Demonstrating the farm-to-plate method, Sklar grabs a pair of garden shears and heads out to the fields to forage a simple but scrumptious “special” du jour: Fresh carrots, bok choy, ginger (which he calls a “true superfood”), cayenne (to boost the metabolism) – all sautéed with mahimahi in local coconut oil and prepared in a nontoxic, carbon-steel pan.

“I’m all about whole foods with simple, urban spices, prepared with a little finesse,” says this single father of two daughters, Brigette, 12, and Julia, 14.

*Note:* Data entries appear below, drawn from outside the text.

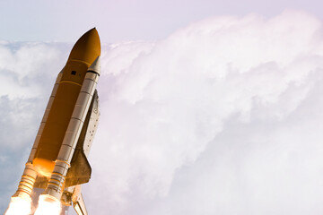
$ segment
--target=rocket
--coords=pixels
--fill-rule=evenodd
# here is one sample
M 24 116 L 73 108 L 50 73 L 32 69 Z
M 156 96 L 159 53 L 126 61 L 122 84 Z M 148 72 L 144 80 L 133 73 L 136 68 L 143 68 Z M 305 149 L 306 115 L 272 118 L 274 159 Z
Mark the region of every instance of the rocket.
M 96 29 L 74 44 L 58 73 L 18 190 L 13 197 L 31 198 L 33 188 L 48 198 L 73 205 L 86 215 L 81 185 L 89 182 L 87 159 L 96 133 L 100 42 Z

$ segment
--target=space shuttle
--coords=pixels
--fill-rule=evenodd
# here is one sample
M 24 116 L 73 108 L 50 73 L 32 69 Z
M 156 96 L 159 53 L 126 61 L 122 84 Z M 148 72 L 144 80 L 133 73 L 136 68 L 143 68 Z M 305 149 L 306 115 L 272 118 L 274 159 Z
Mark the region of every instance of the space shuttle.
M 26 163 L 13 197 L 31 198 L 34 188 L 87 215 L 81 185 L 92 168 L 87 159 L 99 121 L 96 90 L 100 77 L 100 42 L 96 29 L 74 44 L 58 73 Z

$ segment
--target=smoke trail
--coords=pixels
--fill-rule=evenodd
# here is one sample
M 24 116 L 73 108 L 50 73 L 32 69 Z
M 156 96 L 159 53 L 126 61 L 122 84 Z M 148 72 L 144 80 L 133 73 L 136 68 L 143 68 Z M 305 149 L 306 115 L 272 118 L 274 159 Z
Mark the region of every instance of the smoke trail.
M 35 215 L 59 215 L 61 211 L 62 206 L 59 201 L 49 195 L 41 194 Z
M 31 213 L 31 199 L 12 197 L 4 215 L 29 215 Z

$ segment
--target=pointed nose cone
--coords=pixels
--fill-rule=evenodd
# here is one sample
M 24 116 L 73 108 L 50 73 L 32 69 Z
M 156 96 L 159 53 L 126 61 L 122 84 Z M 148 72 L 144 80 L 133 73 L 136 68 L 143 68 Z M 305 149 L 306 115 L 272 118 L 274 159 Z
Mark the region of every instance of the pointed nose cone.
M 92 64 L 100 56 L 100 42 L 95 28 L 84 33 L 73 47 L 68 60 L 77 60 Z

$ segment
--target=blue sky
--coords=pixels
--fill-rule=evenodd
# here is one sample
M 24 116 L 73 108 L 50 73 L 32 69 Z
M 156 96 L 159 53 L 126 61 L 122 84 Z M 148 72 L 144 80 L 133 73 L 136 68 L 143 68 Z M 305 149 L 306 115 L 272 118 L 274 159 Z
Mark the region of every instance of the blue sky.
M 91 214 L 321 214 L 319 9 L 315 1 L 0 2 L 0 212 L 56 75 L 97 26 L 101 115 L 83 190 Z

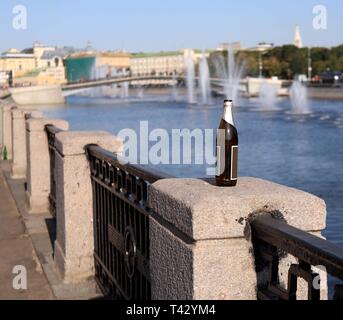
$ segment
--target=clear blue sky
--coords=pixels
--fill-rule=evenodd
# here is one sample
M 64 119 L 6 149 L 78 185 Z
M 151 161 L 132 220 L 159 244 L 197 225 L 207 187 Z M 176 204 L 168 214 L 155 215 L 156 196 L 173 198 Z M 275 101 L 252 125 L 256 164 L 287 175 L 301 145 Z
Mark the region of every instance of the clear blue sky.
M 27 7 L 27 30 L 14 30 L 12 9 Z M 312 9 L 328 10 L 328 29 L 312 27 Z M 342 0 L 1 0 L 0 51 L 51 45 L 99 50 L 214 48 L 220 42 L 291 43 L 300 25 L 305 45 L 343 43 Z

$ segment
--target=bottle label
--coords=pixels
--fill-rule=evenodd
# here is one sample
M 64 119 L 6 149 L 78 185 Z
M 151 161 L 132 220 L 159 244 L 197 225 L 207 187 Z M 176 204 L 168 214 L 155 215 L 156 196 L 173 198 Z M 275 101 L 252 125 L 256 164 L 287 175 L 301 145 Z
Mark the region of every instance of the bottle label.
M 231 180 L 238 179 L 238 146 L 231 147 Z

For Sklar, the idea of putting foods together has been a hobby he’s enjoyed since childhood in Encinitas, Calif. “I’ve always had a connection with nature,” he says. “The rhythms of nature drive me.”

The young chef, who was already learning about food alchemy around the age of 12, says he always tried to figure out how to pair things.

“I’d create different preparations,” he says. “I would find abalone and would pound and tenderize them, or I’d figure out a way to mix in flavors. I remember my father and I went hunting for ducks, and I decided to stuff them with apples.”

While spearfishing in California with his father, who was in the printing business, Sklar learned how to be up-close and personal with food rather than being removed from the experience of capturing it. It was there he learned to spear halibut, sea bass and rainbow runner.

And while those experiences inspired him to be more in touch with what he created, travel was another form of inspiration.

“I call my cooking ‘tropical Mediterranean,'” he says, recalling that some of his most noteworthy travels went beyond the Mediterranean.

“I lived five years in Karmiel, Israel, in the mountains and along the coast in Caesarea (Israel),” he says. “The culture has a lot of different types of foods and spices: sumac, harissa (a Moroccan red chili paste), fresh cumin, garlic, onions, chickpeas, tahini (sesame paste). And it features a lot of lamb dishes. They’d combine some of those flavors and grill them with olive oil and other fresh ingredients that thrive in that hot climate.”

While in Europe, Sklar traveled to Greece, Portugal, France, Spain and Italy. Though he said he wasn’t “super inspired in Greece,” in Rome and the Basque region of Spain (San Sebastian) he found an abundant array of flavors he has since added to his repertoire.

While in San Sebastian, Sklar said the Iberian culinary mainstay, paella, was an ubiquitous dish of which he couldn’t get enough.

“(San Sebastian) is this small, coastal town with a lot of surfing connecting it with local fishermen,” he says. Because of that, the paella represented the area, boasting a lot of fresh seafood.

“You first braise the sausage and chicken with white wine and saffron, so out comes this beautiful, orange-colored, aromatic rice,” he says. “You steam in the shellfish right at the end: shrimp, clams, mussels and squid. You don’t want to overcook it.”

The distinctive entrance to The Garden’s garden

The athlete-chef surfed his way through much of his travels on the African continent, from Mozambique to Namibia. Hardly a “trust-funder,” Sklar worked in food, and fished and landscaped to get by.

“I’m a farmer by trade,” he says, noting that the travels not only helped him gain recipe knowledge, but savvy about permaculture, which he has kept in mind while planning the produce for The Garden.

“It’s a companion culture,” he says of his gardening. “The roots of one plant will send the nitrogen into the other.”

Even the decorative landscape at The Garden is edible, bursting with garlic chive, Mexican oregano, thyme and basil. A Far East-like threshold (that seems to channel Stonehenge) stands as the entrance to “energetically welcome you into the space,” Sklar says.

Bees buzz around the buckwheat ground cover, and there are several beehives on site. Though they don’t produce enough honey for all The Garden’s dishes, the honey served at the restaurant is Kaua’i made.

“If you eat local honey, it keeps your allergies down because of the pollen,” Sklar says. “So we serve only organic, wild, raw honey from our region. It’s a preventative medicine full of nourishment.”

He also hopes Common Ground will serve as a place for educational sustenance for years to come.

“This is a place where we can have educational talks and speakers on sustainable living and agriculture,” he says, noting that plans should be firmer come spring.